The amount of software in dockerhub and github is entirely irrelevant when you just for a second stop considering just the subset "developers who use linux-compatible tools".
It really surprises me since there's a developer edition coming natively with Ubuntu (it only exists for the XPS 13 though). Is the underlying hardware that different?
The Asus EEE PC that I bought (1215B) also came with Linux, when I say support Linux OEMs I meant it, yet not everything worked as expected, e.g. wlan and hibernate were an adventure during the first years.
And then the whole story with AMD open source driver, means I am unable to take full advantage of the GPU in Linux.
The Precision 7750 supports Linux and supposedly has the same sound system as the XPS 17. Both are 17” laptops and share similar chassis. Finger print reader isn’t well supported. No gestures.
20 years ago I was convinced Linux would win on the desktop. But we still have the same problems decades later.
That's all true, modern Linux distros are great - but Linux does not have software people got used to use on Windows. And this is the main reason why Linux share on desktop is 1%, not because Linux is not preinstalled. Provided that, developers of desktop software very reluctant to support Linux (even they support Mac), because investing 20-30% of development time for the user base less than 1% is pointless idea from business standpoint.
>Linux doesn't have any phone home telemetry type "features" built into the OS.
Unlike macOS, You can disable ALL telemetry in under 30 seconds on Windows. There is actually even a service named "User Experience and Telemetry" that you can conveniently stop and disable in a number of ways.
Opt-out is almost always possible, but that's missing the point.
Windows is often used as a personal operating system. There is no reason for it to collect analytics, especially after decades of development, I don't think the devs are getting anything actually useful out of knowing how often my grandparents check their email.
They're collecting data, and it doesnt seem to be used to help UX development much.
> Linux runs better on both new and older hardware
.
Seriously asking - Please do suggest a good, powerful laptop and distribution that works issue-free with linux, most specifically:
1. Zero problems with sleep and resume.
2. Zero problems with bluetooth or wireless.

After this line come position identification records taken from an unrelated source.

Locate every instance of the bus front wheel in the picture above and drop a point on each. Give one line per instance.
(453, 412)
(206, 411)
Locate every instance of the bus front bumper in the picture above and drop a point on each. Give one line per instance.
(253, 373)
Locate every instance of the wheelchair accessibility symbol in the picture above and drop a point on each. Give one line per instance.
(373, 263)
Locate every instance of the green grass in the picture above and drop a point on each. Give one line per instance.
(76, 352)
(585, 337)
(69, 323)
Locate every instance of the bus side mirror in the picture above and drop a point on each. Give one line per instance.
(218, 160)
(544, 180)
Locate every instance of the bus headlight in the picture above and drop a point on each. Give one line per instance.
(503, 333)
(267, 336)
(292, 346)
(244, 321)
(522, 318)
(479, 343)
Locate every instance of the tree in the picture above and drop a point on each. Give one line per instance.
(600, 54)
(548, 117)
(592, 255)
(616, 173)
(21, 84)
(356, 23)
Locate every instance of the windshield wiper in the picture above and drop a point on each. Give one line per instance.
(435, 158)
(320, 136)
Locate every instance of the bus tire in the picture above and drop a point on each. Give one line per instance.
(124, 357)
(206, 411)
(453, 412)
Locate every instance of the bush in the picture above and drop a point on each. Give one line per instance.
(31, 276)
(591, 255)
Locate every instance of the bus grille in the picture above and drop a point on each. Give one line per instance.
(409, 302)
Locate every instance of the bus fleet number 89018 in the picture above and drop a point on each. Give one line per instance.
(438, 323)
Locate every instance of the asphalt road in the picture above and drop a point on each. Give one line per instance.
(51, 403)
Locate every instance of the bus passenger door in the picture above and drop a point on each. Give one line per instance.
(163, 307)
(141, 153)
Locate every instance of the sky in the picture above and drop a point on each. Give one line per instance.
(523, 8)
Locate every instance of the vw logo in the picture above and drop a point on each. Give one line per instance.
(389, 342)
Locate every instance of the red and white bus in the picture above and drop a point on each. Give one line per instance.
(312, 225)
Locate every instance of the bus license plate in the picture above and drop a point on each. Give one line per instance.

Please recommend what vendors work well here.
3. Minimal issues with Slack or Teams.
4. Error free desktop environment.
5. Updates do not break stuff leading to Google searches on how to solve it.
Lenovo T460 here works flawlessy. AS for Bluetooth it's unreliable in Windows as well but usually just works? I don't use Bluetooth much, it probably also depends on the Bluetooth profiles that you're using.
I just bought a Thinkpad L15 (AMD) a week ago, slapped Arch on that bad boy. Please keep in mind that all what im about to say required some manual work since it's Arch, but should all work "out of the box" in any other distro with a recent kernel.
Suspend / resume works perfectly out of the box, backlight worked after updating (which you should anyways after installing). Wireless worked perfectly out of the box, with NetworkManager. I use KDE Plasma, and it works well, too, without any complaints. All the function-buttons work, including volume, screen switching, sleep, mic mute. Webcam works. Didnt test slack or teams, but discord, atom and vscode (all electron apps) work perfectly fine.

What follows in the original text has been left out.